SPAIN: Eco car sales to more than double by 2012

By just-auto.com editorial team | 6 November 2007

Spain's eco-friendly car sector is set to boom and could account for 17% of the Iberian country's car market by 2012, fuelled by government tax cuts aimed at jump-starting the segment, a leading industry official told just-auto.

In 2012, Spain could sell 309,987 eco cars, 17% of a sales forecast 1.82m units. That compares with 120,000 or 8% of the 1.6m cars sold in 2007.

Faconauto counted all cars that emit less than 140g/km of CO2 including small and mini-segment diesel-powered cars, flex fuel, hybrid electric and compressed gas (CNG) models when crunching the numbers.

New legislation (from January) to promote low-emission cars waives registration duties for vehicles that emit less than 120g/km and charges 4.75% for cars emitting 120g/km-160g/km of CO2 - down from 6%-12% before. On the other hand, it charges a much higher rate (14.75%) for those emitting more than 200g/km.

Vives expects the initiative to help propel the market and the promising outlook has seen manufacturers scramble to produce more models.

Dealers, too, are rushing to adapt their businesses to meet an expected flood of demand once the tax benefits go into effect.

While Ford, Saab and General Motors are rushing to sell flex-fuel and gas-powered cars in Spain, industry observers said the country's limited filling station network is hampering growth.

So far, the best-selling eco cars are diesel-powered mini models such as the Smart VI (which consumes two litres per 100km) and the Volkswagen Lupo (which can do 100km on three litres). Hybrid models such as the Toyota Prius and Honda Civic Hybrid are also gathering momentum, observers said.

But the eco-car market won't take off unless the government does more to develop Spain's limited pump network.

"The ministry has no plan to develop a pump network and this needs to happen urgently," Vives warned. "If drivers can't fill up these cars, what's the point of having them?"

The automobile industry also needs to pitch in, Vives added.

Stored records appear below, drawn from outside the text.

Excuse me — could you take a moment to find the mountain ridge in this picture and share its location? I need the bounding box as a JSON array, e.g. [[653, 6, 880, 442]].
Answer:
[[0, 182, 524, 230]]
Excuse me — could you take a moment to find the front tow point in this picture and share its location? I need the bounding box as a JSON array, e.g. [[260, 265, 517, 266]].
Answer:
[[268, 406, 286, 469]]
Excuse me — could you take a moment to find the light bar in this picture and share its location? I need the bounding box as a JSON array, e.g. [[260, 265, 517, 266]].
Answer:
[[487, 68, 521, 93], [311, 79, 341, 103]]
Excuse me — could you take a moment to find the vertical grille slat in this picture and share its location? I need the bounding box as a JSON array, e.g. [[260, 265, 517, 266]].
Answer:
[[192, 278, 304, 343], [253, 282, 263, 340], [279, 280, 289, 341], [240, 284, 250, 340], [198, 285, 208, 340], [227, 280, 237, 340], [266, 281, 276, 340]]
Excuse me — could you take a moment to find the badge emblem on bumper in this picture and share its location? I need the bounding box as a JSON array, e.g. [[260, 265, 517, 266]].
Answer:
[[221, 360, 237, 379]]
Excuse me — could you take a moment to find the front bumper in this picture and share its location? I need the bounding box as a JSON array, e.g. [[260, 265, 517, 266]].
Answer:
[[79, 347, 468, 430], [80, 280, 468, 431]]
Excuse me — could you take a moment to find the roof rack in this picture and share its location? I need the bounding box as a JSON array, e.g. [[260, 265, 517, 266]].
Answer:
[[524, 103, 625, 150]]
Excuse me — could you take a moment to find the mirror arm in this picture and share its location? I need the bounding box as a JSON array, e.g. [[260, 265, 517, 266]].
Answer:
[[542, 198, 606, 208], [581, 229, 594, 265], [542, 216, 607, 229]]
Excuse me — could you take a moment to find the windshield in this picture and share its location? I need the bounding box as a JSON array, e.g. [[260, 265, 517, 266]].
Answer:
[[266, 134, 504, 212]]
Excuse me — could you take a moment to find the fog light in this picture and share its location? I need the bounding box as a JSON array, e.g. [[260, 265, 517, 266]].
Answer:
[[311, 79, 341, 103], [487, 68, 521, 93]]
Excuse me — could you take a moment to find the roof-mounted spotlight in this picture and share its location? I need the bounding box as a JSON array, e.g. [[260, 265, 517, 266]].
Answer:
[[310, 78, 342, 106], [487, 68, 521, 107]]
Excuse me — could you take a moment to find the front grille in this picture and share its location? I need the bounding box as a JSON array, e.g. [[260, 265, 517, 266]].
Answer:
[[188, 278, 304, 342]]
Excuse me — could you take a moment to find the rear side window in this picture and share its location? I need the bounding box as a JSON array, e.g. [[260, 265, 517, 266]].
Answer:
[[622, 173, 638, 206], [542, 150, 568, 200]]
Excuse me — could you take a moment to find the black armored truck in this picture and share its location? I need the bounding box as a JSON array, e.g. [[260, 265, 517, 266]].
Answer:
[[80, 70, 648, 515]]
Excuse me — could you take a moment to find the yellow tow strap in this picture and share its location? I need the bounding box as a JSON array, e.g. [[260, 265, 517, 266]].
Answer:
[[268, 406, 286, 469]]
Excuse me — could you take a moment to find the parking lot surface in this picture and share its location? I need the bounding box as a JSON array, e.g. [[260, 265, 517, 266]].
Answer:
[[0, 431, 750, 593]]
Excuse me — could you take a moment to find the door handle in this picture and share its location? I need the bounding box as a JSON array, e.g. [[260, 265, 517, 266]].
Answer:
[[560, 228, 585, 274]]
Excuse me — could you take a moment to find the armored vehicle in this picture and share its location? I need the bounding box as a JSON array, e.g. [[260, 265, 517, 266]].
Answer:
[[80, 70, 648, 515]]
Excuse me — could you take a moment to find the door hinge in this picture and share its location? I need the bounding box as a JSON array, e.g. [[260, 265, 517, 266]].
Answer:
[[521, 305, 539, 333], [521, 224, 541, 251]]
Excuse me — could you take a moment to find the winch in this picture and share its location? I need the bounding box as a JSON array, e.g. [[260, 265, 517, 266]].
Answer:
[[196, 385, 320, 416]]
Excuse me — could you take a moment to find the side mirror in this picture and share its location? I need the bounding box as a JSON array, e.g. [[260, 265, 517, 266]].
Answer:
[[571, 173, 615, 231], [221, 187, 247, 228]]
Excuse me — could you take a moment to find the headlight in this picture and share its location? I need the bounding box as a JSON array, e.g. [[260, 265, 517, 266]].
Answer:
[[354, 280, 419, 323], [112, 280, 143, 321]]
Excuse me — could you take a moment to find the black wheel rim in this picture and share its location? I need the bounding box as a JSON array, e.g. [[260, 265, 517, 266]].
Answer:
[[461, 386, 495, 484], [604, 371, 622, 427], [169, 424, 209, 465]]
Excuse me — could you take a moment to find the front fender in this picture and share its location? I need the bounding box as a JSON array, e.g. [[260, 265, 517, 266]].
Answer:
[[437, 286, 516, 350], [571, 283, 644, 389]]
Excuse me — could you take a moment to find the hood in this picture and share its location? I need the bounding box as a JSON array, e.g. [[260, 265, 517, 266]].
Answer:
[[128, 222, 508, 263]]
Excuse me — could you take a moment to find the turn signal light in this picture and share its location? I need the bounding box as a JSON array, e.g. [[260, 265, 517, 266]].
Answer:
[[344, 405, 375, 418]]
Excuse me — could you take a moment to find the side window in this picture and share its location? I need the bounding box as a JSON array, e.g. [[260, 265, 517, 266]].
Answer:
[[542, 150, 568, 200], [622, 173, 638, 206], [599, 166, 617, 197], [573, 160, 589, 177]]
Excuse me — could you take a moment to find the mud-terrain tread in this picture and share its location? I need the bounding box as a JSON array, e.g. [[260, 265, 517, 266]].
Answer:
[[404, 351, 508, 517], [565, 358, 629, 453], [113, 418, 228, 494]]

"Manufactures need to grab the bull by the horns if they want to develop this market. They will have to invest in technology and launch more [programmes] to help promote these vehicles and their infrastructure," he said.

Faconauto reiterated claims that the best way to cut transport-related emissions is to launch a more ambitious Prever (trade-in) programme to phase out older and more polluting vehicles from Spain's roads.

The initiative should also introduce higher incentives for drivers who want to swap their old car for an eco model, Vives said.

Spain must also extend the eco-car development package to the regions, encouraging city halls to introduce tax incentives to reward the vehicles' drivers.

"There is no real environmental consciousness in Spain so anything that helps this to develop would be a very good thing," Vives concluded.